Para pejabat Negara menjadikan kasus korupsi dijadikan senjata ampuh
dalam pidatonya, bicara seolah ia bersih, anti korupsi. Masyarakat
melalui LSM dan Ormas pun tidak mau kalah, mengambil manfaat dari
kampanye anti korupsi di Indonesia.
Lemahnya hukum di Indonesia dijadikan senjata ampuh para koruptor
untuk menghindar dari tuntutan. Kasus korupsi mantan Presiden
Suharto, contoh kasus korupsi yang yang tak kunjung memperoleh titik
penyelesaian. Padahal penyelesaian kasus-kasus korupsi Soeharto dan
kroninya, dana BLBI dan kasus-kasus korupsi besar lainnya akan mampu
mentimulus program pembangunan ekonomi di Indonesia.
B. Permasalahan
1. Bagaimana
korupsi mempengaruhi pembangunan ekonomi di Indonesia?
2. Strategi
apa yang dapat dilakukan untuk meminimalisir praktek korupsi
tersebut?
3. Bagaimana
Mutiplier effec bagu efesiensi dan efektifitas pembangunan ekonomi di
Indonesia?
BAB
II
PEMBAHASAN
A. Makna Tindak Pidana Korupsi
Jeremy Pope dalam bukunya Confronting: The Elemen of National
Integrity System, menjelaskan bahwa korupsi merupakan permasalahan
global yang harus menjadi keprihatianan semua orang. Praktik
korupsi biasanya sejajar dengan konsep pemerintahan totaliter,
dictator yang meletakakan kekuasaan di tangan segelintir orang.

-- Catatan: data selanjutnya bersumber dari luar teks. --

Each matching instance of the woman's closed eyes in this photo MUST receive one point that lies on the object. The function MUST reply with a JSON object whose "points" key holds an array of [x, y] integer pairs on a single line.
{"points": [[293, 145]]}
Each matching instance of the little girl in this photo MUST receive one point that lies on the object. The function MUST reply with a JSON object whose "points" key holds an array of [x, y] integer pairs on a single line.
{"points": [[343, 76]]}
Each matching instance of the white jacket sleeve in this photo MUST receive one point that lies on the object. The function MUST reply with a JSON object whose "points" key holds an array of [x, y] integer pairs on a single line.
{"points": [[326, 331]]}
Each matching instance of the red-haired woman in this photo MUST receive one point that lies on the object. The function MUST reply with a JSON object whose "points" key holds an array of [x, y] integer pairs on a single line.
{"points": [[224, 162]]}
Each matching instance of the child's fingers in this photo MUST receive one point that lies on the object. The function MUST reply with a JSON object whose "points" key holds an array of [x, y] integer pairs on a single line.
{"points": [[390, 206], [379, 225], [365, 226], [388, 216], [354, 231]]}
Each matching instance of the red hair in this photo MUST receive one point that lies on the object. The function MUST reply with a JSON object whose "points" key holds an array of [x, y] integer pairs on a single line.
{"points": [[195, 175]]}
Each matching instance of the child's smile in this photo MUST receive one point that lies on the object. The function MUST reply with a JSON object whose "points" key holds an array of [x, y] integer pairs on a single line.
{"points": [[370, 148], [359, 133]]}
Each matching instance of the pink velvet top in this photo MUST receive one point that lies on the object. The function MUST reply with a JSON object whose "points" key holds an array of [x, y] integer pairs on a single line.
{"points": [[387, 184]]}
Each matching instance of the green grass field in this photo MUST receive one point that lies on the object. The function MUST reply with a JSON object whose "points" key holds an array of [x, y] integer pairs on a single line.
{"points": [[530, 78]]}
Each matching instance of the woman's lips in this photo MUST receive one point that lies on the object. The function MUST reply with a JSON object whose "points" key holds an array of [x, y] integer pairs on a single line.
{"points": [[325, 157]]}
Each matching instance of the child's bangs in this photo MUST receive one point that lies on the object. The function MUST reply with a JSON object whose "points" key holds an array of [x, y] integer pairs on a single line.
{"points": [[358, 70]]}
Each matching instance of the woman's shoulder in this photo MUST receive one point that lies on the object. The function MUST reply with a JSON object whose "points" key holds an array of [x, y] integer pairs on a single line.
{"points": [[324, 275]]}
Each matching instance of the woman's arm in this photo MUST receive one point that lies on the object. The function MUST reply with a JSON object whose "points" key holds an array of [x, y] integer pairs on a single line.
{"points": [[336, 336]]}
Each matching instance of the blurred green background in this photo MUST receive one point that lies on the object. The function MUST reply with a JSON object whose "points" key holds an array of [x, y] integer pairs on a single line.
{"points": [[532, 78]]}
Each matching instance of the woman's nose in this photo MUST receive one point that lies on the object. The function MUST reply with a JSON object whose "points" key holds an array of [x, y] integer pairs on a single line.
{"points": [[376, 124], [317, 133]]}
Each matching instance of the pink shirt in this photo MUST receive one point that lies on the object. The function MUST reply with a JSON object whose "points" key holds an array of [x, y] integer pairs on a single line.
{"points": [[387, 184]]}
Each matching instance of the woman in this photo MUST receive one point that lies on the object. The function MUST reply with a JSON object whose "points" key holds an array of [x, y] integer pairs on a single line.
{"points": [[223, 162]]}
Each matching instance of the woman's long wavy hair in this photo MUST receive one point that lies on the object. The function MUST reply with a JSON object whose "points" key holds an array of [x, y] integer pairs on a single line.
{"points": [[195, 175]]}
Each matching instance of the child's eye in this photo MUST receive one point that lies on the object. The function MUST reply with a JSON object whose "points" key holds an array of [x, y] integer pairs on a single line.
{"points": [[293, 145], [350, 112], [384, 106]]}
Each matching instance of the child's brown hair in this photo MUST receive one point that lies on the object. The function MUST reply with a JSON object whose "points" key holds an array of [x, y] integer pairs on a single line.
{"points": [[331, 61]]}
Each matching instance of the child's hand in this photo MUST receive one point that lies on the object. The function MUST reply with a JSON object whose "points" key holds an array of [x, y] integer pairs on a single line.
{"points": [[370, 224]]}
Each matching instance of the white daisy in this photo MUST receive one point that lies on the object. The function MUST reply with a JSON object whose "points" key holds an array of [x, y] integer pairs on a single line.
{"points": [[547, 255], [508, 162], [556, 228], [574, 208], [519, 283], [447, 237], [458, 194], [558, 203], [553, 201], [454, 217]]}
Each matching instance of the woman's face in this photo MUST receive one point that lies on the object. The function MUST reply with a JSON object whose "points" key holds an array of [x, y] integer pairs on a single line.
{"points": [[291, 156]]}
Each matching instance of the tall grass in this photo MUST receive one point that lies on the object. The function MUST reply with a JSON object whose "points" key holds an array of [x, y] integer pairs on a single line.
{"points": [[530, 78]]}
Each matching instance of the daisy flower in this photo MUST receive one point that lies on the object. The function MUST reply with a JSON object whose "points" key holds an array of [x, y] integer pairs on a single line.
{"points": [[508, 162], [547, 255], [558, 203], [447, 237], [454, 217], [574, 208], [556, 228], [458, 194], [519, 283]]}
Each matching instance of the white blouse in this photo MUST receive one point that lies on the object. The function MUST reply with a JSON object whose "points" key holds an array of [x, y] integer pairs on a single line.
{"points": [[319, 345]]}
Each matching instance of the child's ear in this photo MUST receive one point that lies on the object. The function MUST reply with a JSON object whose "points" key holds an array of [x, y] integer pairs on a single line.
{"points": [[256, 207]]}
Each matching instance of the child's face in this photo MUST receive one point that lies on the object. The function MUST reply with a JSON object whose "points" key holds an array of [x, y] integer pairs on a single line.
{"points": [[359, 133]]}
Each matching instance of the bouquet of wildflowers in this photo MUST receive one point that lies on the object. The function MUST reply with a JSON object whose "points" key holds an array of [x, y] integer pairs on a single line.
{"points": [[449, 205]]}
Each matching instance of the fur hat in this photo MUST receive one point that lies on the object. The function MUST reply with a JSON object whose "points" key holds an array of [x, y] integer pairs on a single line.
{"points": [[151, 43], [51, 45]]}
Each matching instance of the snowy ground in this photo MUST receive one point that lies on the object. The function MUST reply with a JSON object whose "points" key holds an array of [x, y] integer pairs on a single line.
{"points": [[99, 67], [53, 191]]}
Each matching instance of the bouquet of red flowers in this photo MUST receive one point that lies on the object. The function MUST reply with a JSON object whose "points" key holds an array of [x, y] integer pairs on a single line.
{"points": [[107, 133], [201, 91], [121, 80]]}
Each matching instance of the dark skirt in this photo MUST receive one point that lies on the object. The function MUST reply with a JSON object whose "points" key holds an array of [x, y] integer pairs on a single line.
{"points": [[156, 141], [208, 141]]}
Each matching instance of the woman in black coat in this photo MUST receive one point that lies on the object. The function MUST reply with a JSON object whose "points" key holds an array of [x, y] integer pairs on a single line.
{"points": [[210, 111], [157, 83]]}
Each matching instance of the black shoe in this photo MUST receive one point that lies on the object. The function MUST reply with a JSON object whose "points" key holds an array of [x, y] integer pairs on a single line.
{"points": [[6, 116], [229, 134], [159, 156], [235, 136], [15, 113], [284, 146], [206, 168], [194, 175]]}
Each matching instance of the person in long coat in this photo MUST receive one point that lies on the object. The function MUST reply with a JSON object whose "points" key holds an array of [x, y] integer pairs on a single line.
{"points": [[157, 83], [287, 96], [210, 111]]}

Namun, tidak berarti dalam system social politik yang demokratis
tidak ada korupsi bahkan bisa lebih parah berarti dalam system social
politiknya teleransi bahkan memberikan ruang terhadap praktek korupsi
tumbuh subur. Korupsi juga tindakan pelanggran hak asasi manusia,
lanjut Pope.
Menurut Dleter Frish, mantan Direktur Jendral Pembangunan Eropa.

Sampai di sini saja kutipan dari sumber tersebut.